The court believes it should exercise great care in entering general cease and desist decrees in such cases as these whereby a single mistaken act on the part of the employer would, on the face of the decree, transfer from the experience, skill and knowledge of the Board future claims of violations of the Act affecting some entirely different labor organization, in an entirely different way, and place their determination in contempt proceedings in the more restricted area of evidence of court procedure.4

We order a decree entered in modification of the Board’s orders as follows:

1. Cease and desist from:

(a) Encouraging membership in Upholsterers, Furniture, Carpet, Linoleum & Awning Workers’ International Union of North America, Local No. 15, affiliated with the American Federation of Labor, or discouraging membership in United Furniture Workers of America, Local No. 576, affiliated with the Committee for Industrial Organization, by discriminating in regard to hire or tenure of employment.

2. Take the following affirmative action which the Board finds will effectuate the policies of the Act:

(a) Offer immediate reinstatement to Hazel Fonceca, William C. Fisher, Arthur E. Feather, Winona Chait, Rosalie Arch-ambault, Lupe Tellez, Joe Leon, Russell White, Lowell E. Johnson, Jacob Levin, and Manuel Senteno, to their former or substantially equivalent positions, without prejudice to their seniority or other rights or privileges;

(b) Make whole the persons named above for any loss of pay they have suffered by reason of the respondent’s dis*815crimination against them, by payment to each of them of a sum of money equal to the amount he normally would have earned as wages from March 30, 1938, to the date on which the respondent offers him reinstatement, less his net earnings during said period;

(c) Post immediately notices to its employees in conspicuous places throughout its plant, and maintain such notices for a period of at least sixty (60) consecutive days from the date of posting, stating that the respondent will not engage in the practices from which it is ordered to cease and desist in the manner aforesaid, and that it will take the affirmative action set forth in 2(a) and (b) of this Order;

(d) Notify the Regional Director for the Twenty-first Region in writing within ten (10) days from the date of this Order what steps the respondent has taken to comply herewith.
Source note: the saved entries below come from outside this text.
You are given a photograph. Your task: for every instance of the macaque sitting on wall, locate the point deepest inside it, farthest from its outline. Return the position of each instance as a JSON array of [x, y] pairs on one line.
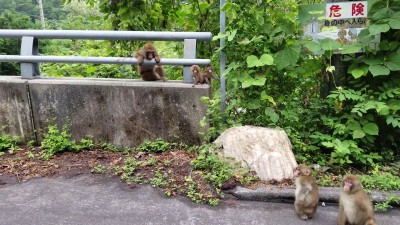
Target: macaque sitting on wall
[[149, 72], [355, 207], [307, 194]]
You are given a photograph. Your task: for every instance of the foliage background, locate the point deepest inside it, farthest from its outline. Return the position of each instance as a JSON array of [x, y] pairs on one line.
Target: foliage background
[[335, 116]]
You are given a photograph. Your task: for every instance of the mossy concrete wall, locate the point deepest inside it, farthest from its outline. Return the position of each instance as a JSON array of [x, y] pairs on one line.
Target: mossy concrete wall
[[123, 112]]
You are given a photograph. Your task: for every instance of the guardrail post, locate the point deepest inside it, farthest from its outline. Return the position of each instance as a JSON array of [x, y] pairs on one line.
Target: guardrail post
[[29, 46], [189, 52]]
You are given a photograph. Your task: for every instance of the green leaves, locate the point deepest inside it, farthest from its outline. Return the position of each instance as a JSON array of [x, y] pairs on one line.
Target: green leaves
[[287, 57], [265, 59], [393, 61], [250, 81], [377, 70], [360, 132], [378, 28]]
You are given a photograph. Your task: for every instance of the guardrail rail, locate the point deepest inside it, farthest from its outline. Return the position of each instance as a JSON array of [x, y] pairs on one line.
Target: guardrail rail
[[30, 58]]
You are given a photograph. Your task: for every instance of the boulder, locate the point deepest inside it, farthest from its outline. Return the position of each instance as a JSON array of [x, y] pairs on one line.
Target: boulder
[[266, 151]]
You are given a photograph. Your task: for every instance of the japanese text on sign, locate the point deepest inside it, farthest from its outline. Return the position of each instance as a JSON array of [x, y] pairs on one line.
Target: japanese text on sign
[[342, 10]]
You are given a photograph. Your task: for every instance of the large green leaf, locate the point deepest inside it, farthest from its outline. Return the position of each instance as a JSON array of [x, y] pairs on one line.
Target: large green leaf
[[247, 82], [394, 24], [259, 81], [252, 61], [354, 125], [313, 46], [358, 134], [357, 73], [329, 44], [371, 129], [287, 57], [254, 104], [393, 61], [264, 96], [378, 70], [353, 48], [267, 59]]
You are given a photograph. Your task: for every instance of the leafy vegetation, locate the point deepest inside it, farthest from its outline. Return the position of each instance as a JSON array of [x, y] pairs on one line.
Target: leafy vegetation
[[345, 118], [58, 141]]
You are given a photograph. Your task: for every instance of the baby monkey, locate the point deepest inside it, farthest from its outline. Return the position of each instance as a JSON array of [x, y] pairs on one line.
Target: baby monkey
[[149, 72], [201, 77], [307, 194], [355, 207]]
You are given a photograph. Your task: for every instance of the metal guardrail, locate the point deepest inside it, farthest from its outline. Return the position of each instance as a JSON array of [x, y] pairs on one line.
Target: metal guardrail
[[30, 58]]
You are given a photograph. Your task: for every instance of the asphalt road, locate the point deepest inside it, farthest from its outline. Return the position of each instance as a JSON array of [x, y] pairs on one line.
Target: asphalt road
[[90, 199]]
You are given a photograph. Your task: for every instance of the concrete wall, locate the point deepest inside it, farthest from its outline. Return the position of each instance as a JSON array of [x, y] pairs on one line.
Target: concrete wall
[[15, 116], [122, 112]]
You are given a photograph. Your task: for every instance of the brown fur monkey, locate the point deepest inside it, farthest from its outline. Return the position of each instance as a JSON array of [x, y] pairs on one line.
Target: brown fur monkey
[[355, 208], [196, 75], [307, 194], [149, 72], [208, 74]]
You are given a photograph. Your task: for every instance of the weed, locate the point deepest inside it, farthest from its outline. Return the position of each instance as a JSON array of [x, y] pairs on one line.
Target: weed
[[381, 180], [129, 167], [167, 163], [160, 179], [31, 155], [7, 142], [99, 169], [86, 143], [139, 178], [109, 147], [213, 201], [31, 144], [55, 141], [156, 146], [152, 161], [216, 170], [193, 194]]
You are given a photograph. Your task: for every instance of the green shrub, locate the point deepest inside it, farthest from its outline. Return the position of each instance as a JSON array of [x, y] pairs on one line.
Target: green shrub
[[55, 141]]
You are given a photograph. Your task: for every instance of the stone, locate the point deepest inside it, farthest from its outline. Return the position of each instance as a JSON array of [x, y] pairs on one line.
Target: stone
[[266, 151]]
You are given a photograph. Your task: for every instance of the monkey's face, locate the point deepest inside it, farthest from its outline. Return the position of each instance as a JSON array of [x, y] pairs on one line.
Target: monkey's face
[[150, 55], [301, 170], [296, 172], [347, 185]]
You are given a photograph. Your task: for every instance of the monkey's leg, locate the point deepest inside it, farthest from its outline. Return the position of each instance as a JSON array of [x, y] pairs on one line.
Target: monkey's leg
[[300, 212]]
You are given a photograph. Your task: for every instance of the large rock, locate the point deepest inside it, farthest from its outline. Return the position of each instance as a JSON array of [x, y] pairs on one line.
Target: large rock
[[266, 151]]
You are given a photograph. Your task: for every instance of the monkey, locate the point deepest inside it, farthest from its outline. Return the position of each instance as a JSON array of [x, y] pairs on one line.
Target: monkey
[[149, 72], [355, 207], [196, 75], [307, 194], [208, 74]]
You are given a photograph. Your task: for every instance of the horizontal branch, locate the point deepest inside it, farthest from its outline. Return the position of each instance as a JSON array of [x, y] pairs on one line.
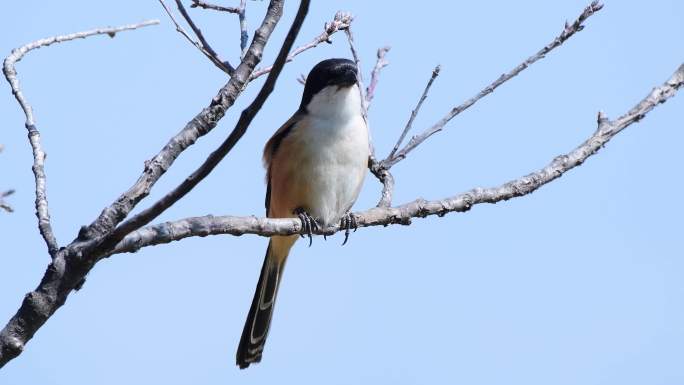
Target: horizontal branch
[[216, 156], [340, 22], [201, 44], [205, 5], [419, 208], [568, 31], [4, 205], [72, 263], [200, 125], [41, 203]]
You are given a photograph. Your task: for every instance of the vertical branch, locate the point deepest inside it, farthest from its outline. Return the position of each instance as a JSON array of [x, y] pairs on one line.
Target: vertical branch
[[42, 212], [244, 36], [375, 75], [414, 113], [4, 205], [215, 157]]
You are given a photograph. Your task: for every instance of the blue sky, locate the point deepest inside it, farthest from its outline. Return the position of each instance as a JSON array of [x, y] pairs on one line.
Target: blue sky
[[578, 283]]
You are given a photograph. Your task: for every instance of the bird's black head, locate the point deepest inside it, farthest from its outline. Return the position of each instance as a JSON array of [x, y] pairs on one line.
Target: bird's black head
[[330, 72]]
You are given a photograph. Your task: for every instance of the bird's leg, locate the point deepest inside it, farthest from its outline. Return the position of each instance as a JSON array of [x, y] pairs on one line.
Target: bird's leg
[[347, 223], [309, 224]]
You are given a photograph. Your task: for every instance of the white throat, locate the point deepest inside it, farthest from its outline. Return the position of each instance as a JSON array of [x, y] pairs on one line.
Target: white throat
[[337, 103]]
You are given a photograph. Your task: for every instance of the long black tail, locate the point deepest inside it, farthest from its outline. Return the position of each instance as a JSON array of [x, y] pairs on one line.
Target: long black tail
[[260, 313]]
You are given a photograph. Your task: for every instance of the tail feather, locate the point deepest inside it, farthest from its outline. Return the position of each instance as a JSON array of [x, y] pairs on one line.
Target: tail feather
[[259, 318]]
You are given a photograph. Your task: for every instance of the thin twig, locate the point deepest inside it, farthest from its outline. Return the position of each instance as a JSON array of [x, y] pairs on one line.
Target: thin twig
[[414, 113], [202, 44], [244, 36], [200, 125], [10, 72], [568, 31], [380, 63], [340, 22], [240, 11], [359, 76], [4, 205], [248, 114], [419, 208]]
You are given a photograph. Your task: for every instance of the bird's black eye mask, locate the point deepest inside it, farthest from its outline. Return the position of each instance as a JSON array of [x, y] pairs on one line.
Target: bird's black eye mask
[[330, 72]]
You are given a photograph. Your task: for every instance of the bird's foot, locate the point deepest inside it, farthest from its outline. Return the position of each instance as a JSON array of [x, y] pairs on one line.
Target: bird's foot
[[309, 224], [347, 223]]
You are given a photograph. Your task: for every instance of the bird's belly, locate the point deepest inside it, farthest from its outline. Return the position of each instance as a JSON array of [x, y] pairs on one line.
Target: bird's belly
[[324, 176]]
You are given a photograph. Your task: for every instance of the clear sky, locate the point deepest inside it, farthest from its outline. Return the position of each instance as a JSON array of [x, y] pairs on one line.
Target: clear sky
[[578, 283]]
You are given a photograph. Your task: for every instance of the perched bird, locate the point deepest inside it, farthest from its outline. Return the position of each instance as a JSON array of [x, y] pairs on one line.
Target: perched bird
[[315, 166]]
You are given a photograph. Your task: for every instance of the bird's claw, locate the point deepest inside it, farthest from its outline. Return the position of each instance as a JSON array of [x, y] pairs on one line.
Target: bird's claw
[[309, 224], [347, 223]]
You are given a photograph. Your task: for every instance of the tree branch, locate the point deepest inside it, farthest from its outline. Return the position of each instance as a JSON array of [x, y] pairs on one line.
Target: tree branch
[[240, 11], [568, 31], [202, 44], [205, 5], [419, 208], [4, 205], [248, 114], [10, 72], [70, 264], [340, 22], [200, 125], [380, 63]]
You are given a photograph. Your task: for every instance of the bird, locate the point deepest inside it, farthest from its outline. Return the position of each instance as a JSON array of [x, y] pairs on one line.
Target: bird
[[315, 167]]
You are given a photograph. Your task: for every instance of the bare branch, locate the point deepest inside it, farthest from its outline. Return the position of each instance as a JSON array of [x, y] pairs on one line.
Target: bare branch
[[4, 205], [414, 113], [359, 76], [10, 72], [202, 44], [568, 31], [240, 11], [200, 125], [419, 208], [202, 4], [380, 63], [340, 22], [72, 263], [215, 157]]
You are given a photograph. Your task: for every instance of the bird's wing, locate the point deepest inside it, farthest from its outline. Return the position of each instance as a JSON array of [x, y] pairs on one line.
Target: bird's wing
[[270, 150]]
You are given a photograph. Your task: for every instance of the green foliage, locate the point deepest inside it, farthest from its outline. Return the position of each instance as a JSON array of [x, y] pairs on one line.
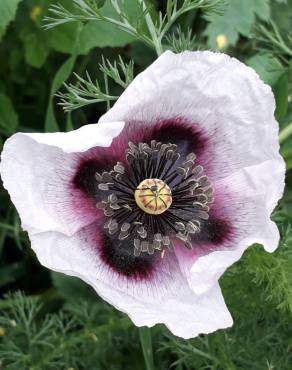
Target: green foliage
[[237, 19], [7, 13], [59, 322], [8, 116]]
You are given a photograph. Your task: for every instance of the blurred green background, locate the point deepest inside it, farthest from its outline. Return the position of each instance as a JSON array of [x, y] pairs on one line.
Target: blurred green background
[[50, 321]]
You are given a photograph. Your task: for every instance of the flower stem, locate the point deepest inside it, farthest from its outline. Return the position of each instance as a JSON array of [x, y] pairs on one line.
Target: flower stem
[[285, 133], [146, 343]]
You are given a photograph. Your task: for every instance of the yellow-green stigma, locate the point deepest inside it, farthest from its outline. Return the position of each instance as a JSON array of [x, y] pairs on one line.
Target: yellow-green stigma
[[153, 196]]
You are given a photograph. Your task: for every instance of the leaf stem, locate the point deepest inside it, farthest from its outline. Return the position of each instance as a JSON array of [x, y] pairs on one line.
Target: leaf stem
[[146, 344], [285, 133]]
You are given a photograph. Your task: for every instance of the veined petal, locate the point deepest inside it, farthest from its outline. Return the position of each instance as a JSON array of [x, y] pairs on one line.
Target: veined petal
[[253, 194], [164, 298], [220, 96], [36, 169]]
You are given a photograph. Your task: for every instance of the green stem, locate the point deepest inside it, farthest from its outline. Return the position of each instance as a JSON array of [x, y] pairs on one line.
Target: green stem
[[285, 133], [146, 343]]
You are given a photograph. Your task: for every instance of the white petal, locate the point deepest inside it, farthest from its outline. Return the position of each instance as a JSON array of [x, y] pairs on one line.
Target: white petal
[[168, 299], [86, 137], [36, 169], [256, 191], [221, 95]]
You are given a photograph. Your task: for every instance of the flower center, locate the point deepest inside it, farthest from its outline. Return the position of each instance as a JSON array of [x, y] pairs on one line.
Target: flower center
[[153, 196]]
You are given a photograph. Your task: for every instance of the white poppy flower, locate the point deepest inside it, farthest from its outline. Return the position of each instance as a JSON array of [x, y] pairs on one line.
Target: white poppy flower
[[153, 203]]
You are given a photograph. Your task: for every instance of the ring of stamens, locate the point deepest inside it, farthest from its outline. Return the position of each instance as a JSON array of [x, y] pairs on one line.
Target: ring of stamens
[[184, 206]]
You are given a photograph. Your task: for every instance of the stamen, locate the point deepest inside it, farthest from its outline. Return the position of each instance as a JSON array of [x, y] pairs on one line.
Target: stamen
[[155, 197]]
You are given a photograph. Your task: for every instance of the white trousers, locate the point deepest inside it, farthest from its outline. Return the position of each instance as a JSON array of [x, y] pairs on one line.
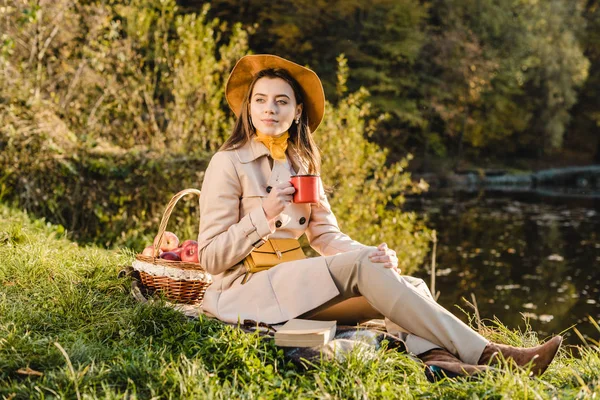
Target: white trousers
[[368, 290]]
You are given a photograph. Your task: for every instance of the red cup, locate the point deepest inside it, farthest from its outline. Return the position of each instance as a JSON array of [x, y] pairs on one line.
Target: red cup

Petition granted in part and denied in part

“(3) By discrimination in regard to hire or tenure of employment or any term or condition of employment to encourage or discourage membership in any labor organization: Provided, That nothing in this Act [sections 151-166 of this title] * * * shall preclude an employer from making an agreement with a labor organization (not established, maintained, or assisted by any action defined in this Act [sections 151 — 166 of this title] as an unfair labor practice) to require as a condition of employment membership therein, if such labor organization is the representative of the employees as provided in section 9(a) [159(a) of this title], in the appropriate collective bargaining unit covered by such agreement when made.”

“(a) Representatives designated or selected for the purposes of collective bargaining by the majority of the employees in a unit appropriate for such purposes, shall be the exclusive representatives of all the employees in such unit for the purposes of collective bargaining in respect to rates of pay, wages, hours of employment, or other conditions of employment: Provided, That any individual employee or a group of employees shall have the right at any time to present grievances to their employer.”

Sections 1 and 7 of the National Labor Relations Act, 29 U.S.C.A. §§ 151, 157.

See statement of limitations of power of union agents to make contracts to bring back employer’s proposals for acceptance by majority vote and the like, in N. L. R. B. v. Hollywood-Maxwell Co., 9 Cir., 126 E.2d 815, filed March 23, 1942.

In this court the briefs of both par*814ties cite this testimony concerning Exhibit 3 as disclosing the claimed warrant of respondent’s acts.

See National Labor Relations Board v. Express Publishing Co., 312 U.S. 426, 61 S.Ct. 693, 85 L.Ed. 930.